The channel bandwidth of a wireless communication system is much narrower than that of a conventional telephone communication system of 64 kbps, and thus digital audio data in a wireless communication system is compressed before being transmitted. Methods for compressing digital audio data in a wireless communication system include QCELP (QualComm Code Excited Linear Prediction) of IS-95, EVRC (Enhanced Variable Rate Coding), VSELP (Vector-Sum Excited Linear Prediction) of GSM (Global System for Mobile Communication), RPE-LTP (Regular-Pulse Excited LPC with a Long-Term Predictor), and ACELP (Algebraic Code Excited Linear Prediction). All of these listed methods are based on LPC (Linear Predictive Coding). Audio compressing methods based on LPC utilize a model optimized to human voices and thus are efficient to compress voice at a low or middle encoding rate. In a coding method used in a wireless system, to efficiently use the limited bandwidth and to decrease power consumption, digital audio data is compressed and transmitted only when speaker's voice is detected by using what is called the function of VAD (Voice Activity Detection).
There are various reasons why the perceptual sound quality of digital audio data is degraded after the digital audio data is compressed using audio codecs based on LPC, especially EVRC codecs. The perceptual sound quality degradation occurs in the following ways.                (i) Complete loss of frequency components in a high-frequency bandwidth        (ii) Partial loss of frequency components in a low-frequency bandwidth        (iii) Intermittent pause of music        
The first cause of the degradation cannot be avoided as long as the high-frequency components are removed using a 4 kHz (or 3.4 kHz) lowpass filter when digital audio data is compressed using narrow bandwidth audio codec.
The second phenomenon is due to the intrinsic characteristic of the audio compression method based on LPC. According to the LPC-based compression methods, a pitch and a formant frequency of an input signal are obtained, and then an excitation signal for minimizing the difference between the input signal and the composite signal calculated by the pitch and the formant frequency of the input signal, is derived from a codebook. It is difficult to extract a pitch from a polyphonic music signal, whereas it is easy in case of a human voice. In addition, the formant component of music is very different from that of a person's voice. Consequently, it is expected that the prediction residual signals for music data would be much larger than those of human speech signal, and thus many frequency components included in the original digital audio data are lost. The above two problems, that is, loss of high and low frequency components are due to inherent characteristic of audio codecs optimized to voice signals, and inevitable to a certain degree.

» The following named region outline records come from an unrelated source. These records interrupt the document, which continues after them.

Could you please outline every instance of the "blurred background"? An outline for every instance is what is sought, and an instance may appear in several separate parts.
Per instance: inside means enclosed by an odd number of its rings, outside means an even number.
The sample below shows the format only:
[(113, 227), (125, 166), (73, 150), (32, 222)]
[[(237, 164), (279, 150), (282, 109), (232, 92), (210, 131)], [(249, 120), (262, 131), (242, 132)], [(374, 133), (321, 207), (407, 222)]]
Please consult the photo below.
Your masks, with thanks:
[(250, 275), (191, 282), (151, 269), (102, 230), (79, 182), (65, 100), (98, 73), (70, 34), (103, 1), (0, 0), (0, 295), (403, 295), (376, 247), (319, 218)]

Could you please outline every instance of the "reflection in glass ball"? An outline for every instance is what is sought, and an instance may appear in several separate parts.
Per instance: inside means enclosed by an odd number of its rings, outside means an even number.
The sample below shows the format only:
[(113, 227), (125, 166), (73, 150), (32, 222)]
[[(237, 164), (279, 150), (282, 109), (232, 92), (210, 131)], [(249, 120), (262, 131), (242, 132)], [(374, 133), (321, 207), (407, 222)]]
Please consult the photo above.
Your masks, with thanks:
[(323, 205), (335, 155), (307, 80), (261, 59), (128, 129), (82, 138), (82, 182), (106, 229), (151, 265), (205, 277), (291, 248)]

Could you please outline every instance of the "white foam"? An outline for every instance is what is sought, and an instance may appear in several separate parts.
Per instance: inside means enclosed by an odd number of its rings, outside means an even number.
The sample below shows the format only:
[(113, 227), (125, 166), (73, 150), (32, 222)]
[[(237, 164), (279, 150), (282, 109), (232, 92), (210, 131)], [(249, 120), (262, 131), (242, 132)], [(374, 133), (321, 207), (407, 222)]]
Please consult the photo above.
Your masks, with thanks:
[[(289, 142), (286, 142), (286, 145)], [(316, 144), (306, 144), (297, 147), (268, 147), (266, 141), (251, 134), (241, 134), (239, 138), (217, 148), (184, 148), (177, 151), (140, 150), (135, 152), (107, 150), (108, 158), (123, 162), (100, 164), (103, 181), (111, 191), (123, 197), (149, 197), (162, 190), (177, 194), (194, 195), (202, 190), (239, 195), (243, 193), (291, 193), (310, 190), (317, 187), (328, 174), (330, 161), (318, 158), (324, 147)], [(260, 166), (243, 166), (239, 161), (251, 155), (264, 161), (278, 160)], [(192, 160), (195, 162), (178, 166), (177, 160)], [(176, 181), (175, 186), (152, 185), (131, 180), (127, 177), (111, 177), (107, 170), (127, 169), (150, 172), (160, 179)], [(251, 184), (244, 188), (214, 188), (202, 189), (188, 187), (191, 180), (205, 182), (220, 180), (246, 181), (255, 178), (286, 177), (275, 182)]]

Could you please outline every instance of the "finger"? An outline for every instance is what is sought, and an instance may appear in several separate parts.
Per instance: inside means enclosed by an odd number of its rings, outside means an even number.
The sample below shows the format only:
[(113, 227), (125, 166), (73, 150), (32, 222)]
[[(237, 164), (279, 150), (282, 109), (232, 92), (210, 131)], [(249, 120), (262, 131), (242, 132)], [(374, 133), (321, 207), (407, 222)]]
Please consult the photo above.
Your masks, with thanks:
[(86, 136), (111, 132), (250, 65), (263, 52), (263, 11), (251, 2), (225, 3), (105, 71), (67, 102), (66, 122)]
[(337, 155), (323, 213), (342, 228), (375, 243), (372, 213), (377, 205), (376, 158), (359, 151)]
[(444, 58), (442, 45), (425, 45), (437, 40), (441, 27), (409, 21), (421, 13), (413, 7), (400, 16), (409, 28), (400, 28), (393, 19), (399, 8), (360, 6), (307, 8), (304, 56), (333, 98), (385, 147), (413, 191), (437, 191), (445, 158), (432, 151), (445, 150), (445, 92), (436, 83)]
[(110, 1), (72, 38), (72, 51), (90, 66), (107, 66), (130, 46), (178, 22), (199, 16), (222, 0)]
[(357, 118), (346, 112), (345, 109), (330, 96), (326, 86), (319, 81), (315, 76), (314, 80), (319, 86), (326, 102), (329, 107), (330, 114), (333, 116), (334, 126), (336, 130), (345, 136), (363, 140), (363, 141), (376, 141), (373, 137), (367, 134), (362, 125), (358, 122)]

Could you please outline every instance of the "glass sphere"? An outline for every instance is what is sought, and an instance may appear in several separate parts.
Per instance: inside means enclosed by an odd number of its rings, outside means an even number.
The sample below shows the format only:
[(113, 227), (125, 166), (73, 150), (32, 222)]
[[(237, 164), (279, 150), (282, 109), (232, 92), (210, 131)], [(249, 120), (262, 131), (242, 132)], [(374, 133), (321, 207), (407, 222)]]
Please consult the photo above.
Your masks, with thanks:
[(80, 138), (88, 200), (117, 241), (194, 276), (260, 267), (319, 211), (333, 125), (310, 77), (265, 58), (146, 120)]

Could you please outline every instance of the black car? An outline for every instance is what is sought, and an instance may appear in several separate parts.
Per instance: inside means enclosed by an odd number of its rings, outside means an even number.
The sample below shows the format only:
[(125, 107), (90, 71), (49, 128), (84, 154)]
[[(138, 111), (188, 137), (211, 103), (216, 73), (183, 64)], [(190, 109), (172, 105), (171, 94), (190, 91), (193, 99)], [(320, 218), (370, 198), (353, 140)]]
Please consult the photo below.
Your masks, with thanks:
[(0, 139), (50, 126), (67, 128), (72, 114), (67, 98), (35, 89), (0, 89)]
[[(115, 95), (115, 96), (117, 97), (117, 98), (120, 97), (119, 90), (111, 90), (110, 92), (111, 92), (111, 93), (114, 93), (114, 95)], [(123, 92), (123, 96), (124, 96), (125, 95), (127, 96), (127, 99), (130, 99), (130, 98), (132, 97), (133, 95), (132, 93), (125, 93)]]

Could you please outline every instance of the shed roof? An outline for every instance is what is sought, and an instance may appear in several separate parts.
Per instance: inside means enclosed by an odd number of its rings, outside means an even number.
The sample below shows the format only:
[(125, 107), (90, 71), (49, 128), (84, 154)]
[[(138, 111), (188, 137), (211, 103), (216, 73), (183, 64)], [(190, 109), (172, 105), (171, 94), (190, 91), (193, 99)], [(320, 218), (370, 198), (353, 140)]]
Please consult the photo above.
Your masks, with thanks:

The pauses in digital audio data are caused by the variable encoding rate used by EVRC. An EVRC encoder processes the digital audio data with three rates (namely, 1, ½, and ⅛). Among these rates, ⅛ rate means that the EVRC encoder determines that the input signal is a noise, and not a voice signal. Because sound of a percussion instrument, such as a drum, include spectrum components that tend to be perceived as noises by audio codecs, music including this type of sound is frequently paused. Also, audio codecs consider sound having a low amplitude as noises, which also degrade the perceptual sound quality.
Recently, several services for providing music to wireless phone users became available. One of which is what is called “Coloring service” which enables a subscriber to designate a tune of his/her choice so that callers who make a call to the subscriber would hear music instead of the traditional ringing tone until the subscriber answers the phone. Since this service became very popular first in Korea where it originated and then in other countries, transmission of music data to a cellular phone has been increasing. However, as explained above, the audio compression method based on LPC is suitable for human voice that has limited frequency components. When music or signals having frequency components spread out through the audible frequency range (20-20,000 Hz) are processed in a conventional LPC based codecs and transmitted through a cellular system, signal distortion occurs, which causes pauses in music.